Home

Hoge Raad, 14-07-2000, ECLI:NL:HR:2000:BI6937 ECLI:NL:HR:2000:BI6938 AA6510, 34672

Hoge Raad, 14-07-2000, ECLI:NL:HR:2000:BI6937 ECLI:NL:HR:2000:BI6938 AA6510, 34672

Gegevens

Instantie
Hoge Raad
Datum uitspraak
14 juli 2000
Datum publicatie
4 juli 2001
Annotator
ECLI
ECLI:NL:HR:2000:AA6510
Zaaknummer
34672

Inhoudsindicatie

-

Uitspraak

Nr. 34672

14 juli 2000

gewezen op het beroep in cassatie van de Staatssecretaris van Financiën tegen de uitspraak van het Gerechtshof te ‘s-Gravenhage van 4 augustus 1998 betreffende de aan X te Z voor het jaar 1995 opgelegde aanslag inkomstenbelasting/ premie volksverzekeringen.
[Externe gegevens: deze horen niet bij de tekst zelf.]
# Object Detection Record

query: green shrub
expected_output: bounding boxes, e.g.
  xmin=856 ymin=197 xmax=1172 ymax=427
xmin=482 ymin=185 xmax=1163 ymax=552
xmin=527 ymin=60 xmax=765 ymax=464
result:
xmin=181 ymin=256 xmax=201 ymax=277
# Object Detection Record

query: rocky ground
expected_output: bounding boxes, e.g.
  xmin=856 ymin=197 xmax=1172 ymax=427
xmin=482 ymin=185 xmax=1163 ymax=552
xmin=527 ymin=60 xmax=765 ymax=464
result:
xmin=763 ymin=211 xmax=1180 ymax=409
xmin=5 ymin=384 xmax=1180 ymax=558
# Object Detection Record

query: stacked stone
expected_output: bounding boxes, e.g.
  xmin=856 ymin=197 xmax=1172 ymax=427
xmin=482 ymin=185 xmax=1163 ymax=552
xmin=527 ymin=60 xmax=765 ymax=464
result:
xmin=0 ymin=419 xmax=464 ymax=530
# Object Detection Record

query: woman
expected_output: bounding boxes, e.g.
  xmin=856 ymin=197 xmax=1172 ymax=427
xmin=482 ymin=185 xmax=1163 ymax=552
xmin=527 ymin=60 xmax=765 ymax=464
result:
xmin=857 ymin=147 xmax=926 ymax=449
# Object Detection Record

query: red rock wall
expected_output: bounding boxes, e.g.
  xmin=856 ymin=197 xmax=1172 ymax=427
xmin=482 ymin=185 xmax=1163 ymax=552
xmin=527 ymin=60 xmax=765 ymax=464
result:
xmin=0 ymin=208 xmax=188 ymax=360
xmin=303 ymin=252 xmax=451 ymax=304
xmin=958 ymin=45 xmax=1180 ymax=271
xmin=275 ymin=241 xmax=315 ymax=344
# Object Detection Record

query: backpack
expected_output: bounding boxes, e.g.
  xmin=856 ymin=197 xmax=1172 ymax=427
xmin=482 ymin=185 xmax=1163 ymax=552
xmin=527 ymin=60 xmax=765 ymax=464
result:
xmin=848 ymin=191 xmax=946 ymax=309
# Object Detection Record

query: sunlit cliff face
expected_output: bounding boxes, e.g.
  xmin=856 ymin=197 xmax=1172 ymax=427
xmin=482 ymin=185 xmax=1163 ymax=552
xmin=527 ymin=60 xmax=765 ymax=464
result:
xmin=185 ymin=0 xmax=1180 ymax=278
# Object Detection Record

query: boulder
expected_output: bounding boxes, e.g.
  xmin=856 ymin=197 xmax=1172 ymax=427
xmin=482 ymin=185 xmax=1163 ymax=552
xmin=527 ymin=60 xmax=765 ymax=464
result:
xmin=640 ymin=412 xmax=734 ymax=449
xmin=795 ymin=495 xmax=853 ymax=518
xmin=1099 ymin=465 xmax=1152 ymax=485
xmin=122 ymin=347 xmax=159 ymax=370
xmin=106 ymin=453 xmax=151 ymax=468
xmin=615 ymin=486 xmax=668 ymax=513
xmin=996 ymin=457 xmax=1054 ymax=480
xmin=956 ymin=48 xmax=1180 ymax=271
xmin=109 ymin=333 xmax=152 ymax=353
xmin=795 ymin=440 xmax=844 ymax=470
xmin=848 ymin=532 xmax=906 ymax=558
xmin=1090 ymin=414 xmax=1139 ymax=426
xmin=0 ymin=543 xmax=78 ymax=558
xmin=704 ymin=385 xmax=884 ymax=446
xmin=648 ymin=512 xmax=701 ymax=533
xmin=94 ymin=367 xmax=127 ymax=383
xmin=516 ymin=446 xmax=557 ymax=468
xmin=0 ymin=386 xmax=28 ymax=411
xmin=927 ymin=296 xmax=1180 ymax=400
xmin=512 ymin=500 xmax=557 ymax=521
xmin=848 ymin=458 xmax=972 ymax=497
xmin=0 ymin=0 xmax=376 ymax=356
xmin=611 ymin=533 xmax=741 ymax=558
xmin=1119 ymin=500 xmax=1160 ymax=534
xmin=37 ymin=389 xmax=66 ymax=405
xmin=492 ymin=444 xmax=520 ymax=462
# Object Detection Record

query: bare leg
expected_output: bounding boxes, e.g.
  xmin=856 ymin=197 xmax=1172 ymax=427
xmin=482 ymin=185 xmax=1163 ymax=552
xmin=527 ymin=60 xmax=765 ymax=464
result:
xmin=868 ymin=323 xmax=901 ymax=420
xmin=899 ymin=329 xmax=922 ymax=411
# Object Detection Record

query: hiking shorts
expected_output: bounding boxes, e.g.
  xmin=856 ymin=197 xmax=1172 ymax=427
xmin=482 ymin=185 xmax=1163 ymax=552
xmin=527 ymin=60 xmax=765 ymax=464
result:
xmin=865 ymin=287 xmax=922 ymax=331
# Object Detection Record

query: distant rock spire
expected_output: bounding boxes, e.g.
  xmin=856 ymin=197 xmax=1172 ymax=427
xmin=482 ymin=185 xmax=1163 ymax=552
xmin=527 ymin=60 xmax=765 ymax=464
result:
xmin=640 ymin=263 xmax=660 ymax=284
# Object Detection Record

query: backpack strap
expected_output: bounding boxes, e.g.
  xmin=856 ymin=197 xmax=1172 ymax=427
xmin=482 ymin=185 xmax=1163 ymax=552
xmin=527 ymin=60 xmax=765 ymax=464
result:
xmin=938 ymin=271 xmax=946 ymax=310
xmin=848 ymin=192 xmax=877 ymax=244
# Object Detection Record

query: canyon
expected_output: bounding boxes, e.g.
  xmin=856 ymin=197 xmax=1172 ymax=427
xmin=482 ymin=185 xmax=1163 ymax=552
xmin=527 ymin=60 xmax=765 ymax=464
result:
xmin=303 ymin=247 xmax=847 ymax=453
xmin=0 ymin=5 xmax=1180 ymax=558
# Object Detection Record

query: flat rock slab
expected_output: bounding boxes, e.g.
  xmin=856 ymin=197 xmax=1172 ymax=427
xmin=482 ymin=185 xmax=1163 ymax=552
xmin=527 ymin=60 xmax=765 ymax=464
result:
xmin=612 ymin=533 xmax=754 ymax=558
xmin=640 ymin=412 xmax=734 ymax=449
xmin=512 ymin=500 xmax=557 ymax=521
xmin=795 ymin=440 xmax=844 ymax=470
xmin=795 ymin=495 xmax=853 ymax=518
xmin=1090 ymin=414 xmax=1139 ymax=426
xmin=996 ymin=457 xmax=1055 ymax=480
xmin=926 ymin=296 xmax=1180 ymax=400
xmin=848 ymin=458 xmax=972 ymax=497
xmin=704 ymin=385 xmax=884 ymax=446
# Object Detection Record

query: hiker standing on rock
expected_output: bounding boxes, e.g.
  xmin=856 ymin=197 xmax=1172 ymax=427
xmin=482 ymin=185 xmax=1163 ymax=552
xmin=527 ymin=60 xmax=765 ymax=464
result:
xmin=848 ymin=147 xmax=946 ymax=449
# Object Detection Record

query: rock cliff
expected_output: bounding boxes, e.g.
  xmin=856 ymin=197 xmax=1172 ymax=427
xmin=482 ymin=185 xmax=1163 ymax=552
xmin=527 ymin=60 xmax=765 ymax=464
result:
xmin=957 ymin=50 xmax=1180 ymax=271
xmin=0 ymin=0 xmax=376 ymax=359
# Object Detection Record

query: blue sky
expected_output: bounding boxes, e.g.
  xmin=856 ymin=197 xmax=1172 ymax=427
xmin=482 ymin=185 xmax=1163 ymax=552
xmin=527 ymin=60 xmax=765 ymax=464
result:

1. Aanslag, bezwaar en geding voor het Hof

Aan belanghebbende is voor het jaar 1995 een aanslag inkomstenbelasting/premie volksverzekeringen opgelegd naar een belastbaar inkomen van f 123.919,--, welke aanslag, na daartegen gemaakt bezwaar, bij uitspraak van de Inspecteur is gehandhaafd.

Belanghebbende is van de uitspraak van de Inspecteur in beroep gekomen bij het Hof.

Het Hof heeft die uitspraak vernietigd en de aanslag verminderd tot een aanslag berekend naar een belastbaar inkomen van f 118.259,--. De uitspraak van het Hof is aan dit arrest gehecht.

2. Geding in cassatie

De Staatssecretaris van Financiën heeft tegen de uitspraak van het Hof beroep in cassatie ingesteld. Het beroepschrift in cassatie is aan dit arrest gehecht en maakt daarvan deel uit.

Belanghebbende heeft een vertoogschrift ingediend.

3. Beoordeling van het middel

3.1. In cassatie kan van het volgende worden uitgegaan. Belanghebbende en haar echtgenoot hebben twee kinderen, te weten E, geboren in 1989, en F, geboren in 1990. Beide kinderen werden in 1995 gedurende vijf dagen per week tussen ongeveer 14.45 uur en 18.00 uur ondergebracht in een verblijf voor kinderopvang. De terzake in rekening gebrachte kosten hebben bedragen f 8.124,-- voor F en f 2.274,72 voor E. Het onzuivere inkomen van belanghebbende beliep in het desbetreffende jaar f 124.514,--, dat van haar echtgenoot f 115.834,--.

3.2. Het Hof heeft geoordeeld, voorzover thans van belang, dat in een geval waarin voor meer dan één kind kinderopvang is genoten, bij het bepalen van het aftrekbare deel van de uitgaven ter zake van die kinderopvang op de voet van artikel 14a van de Uitvoeringsregeling inkomstenbelasting 1990 (hierna: de UR), de volgens de tabel van het eerste lid voor respectievelijk het eerste kind en elk volgend kind geldende bedragen niet dienen te worden samengeteld. Het middel bestrijdt dit oordeel met een rechtsklacht.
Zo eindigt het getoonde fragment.